Stage 3 adds integration information to also take timing effects of resource sharing into account. To configure and analyze individual ECUs, the software developer uses additional tools to define and configure drivers, memory allocations, and operating systems. This configuration is supported by the DaVinci tools https://www.vector.com/int/en/products/products-a-z/software/davinci-configurator-classic.
After the applications have been configured with the drivers and operating system resources that are used, a detailed simulation of the ECU’s timing behavior can be performed in the TA Tool Suite. Here, it is possible to check whether the applications still fulfill their timing requirements when resource sharing effects are considered. As a result, a report on compliance with requirements and various other timing properties is provided. Such timing properties include the utilization of individual cores, the average response times of individual runnables, the maximum number of interrupts in a process, etc.
To automate the described design flow between stages 2 and 3, additional configuration information is needed. In XANDAR, it was identified that this information is provided, for the most part, by manual user interactions in the specific tools. Figure 2 shows the concept for information flow between the tools and steps of a CI Pipeline. Work products for which individual tools can make contributions in the context of DaVinci Team are indicated. PREEvision acts as a central starting point providing data for the individual CI steps.
As a starting point for the CI Pipeline, we assume that a basic configuration (Root Config) already exists. This RootConfig is generally provided in a distributed manner and contains hardware-specific information and definitions (e.g., clock frequencies of the cores, multipliers for bus clock frequencies, drivers, operating system, etc.). For instance, the source codes of the drivers originate from a git, while other libraries are stored as binary files in an Artifactory. The RootConfig is then supplemented with application-specific bus signals from the Communication Extract and synthesized empty OS Tasks. The latter can be derived automatically from the structure of the application software components (synthesize Tasks).
The individual application SWC Extracts are then imported and integrated in the integrateApplications step and are mapped to the source codes stored in a git. In the next step, all runnables from the software components are mapped to OS Tasks (mapRunnablesToTasks). After this step, the complete ECU configuration (Full Model) can be exported so that it can be analyzed and validated in the TA Tool Suite. If there are still problems in complying with time requirements, they are noted in a Timing Report. After the runnable-to-task mapping, the task source code (among others) is generated, and everything is compiled. The resulting Binary can be tested in further steps of the CI Pipeline (not shown in the figure) and integrated in the overall system.
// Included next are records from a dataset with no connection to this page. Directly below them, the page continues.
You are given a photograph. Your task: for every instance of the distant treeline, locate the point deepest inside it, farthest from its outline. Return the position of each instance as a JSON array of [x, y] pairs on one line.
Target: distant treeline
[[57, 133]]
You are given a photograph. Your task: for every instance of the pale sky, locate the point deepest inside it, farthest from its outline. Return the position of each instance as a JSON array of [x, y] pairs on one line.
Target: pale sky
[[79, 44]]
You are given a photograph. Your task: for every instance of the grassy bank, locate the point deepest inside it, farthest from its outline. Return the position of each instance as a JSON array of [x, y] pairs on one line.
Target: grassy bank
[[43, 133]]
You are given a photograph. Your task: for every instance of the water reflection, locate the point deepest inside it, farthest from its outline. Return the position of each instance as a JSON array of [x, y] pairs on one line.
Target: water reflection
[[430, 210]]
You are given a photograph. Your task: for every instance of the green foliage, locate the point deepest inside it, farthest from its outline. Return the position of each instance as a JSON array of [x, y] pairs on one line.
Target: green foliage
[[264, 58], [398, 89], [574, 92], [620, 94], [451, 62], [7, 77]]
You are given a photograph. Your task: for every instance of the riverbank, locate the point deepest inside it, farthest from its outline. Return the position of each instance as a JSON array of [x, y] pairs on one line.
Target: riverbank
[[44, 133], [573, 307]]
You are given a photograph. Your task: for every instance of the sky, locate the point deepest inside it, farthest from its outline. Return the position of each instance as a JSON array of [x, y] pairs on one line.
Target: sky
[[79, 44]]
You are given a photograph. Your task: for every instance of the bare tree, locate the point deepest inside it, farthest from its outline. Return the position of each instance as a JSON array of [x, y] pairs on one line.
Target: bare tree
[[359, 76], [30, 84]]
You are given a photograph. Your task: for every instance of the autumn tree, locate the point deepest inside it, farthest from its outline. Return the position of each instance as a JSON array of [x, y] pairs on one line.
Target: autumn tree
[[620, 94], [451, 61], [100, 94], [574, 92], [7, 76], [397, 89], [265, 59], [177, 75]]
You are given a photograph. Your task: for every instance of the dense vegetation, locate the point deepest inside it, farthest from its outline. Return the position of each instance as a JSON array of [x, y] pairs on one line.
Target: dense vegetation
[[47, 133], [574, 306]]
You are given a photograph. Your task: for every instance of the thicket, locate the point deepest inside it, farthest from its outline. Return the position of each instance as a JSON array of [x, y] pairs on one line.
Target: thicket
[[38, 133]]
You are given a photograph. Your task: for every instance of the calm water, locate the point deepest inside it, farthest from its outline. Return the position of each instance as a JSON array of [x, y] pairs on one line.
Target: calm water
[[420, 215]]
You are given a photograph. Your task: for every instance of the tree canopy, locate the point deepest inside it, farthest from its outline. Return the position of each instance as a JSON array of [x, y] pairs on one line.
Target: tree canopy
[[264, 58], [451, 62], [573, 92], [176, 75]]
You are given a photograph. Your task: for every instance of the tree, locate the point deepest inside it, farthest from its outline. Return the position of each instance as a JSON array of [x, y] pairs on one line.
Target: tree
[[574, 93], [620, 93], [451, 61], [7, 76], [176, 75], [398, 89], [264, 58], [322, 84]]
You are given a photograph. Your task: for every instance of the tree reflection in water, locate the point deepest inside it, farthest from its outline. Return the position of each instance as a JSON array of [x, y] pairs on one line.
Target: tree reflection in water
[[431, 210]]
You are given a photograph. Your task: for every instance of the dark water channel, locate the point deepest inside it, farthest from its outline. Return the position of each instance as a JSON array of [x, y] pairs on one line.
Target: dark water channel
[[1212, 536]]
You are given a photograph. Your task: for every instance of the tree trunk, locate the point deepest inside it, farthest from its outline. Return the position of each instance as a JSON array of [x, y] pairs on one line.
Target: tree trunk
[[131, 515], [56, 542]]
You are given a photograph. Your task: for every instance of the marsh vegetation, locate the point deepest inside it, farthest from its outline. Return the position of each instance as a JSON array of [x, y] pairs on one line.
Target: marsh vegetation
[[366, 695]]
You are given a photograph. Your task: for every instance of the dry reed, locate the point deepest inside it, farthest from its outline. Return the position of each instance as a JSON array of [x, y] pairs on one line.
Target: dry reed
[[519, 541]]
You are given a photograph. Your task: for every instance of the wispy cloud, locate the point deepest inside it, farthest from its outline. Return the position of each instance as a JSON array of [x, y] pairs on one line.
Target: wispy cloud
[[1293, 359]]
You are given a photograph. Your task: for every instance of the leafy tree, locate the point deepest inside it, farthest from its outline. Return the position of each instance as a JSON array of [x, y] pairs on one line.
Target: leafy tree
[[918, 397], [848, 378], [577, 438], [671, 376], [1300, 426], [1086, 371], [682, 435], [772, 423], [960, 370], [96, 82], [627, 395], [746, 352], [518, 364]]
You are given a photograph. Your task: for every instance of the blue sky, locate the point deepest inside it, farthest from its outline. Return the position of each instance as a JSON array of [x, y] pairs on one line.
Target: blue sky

The continuous consideration and validation of timing requirements and properties saves reworking costs that could arise in subsequent development steps or during the integration phase. Additionally, our tool flow concept enables a better automation of process steps that are still being performed manually today during the development of embedded systems. This results in a development process that is based on Correct-By-Construction & Continuous Integration as envisioned in the XANDAR project.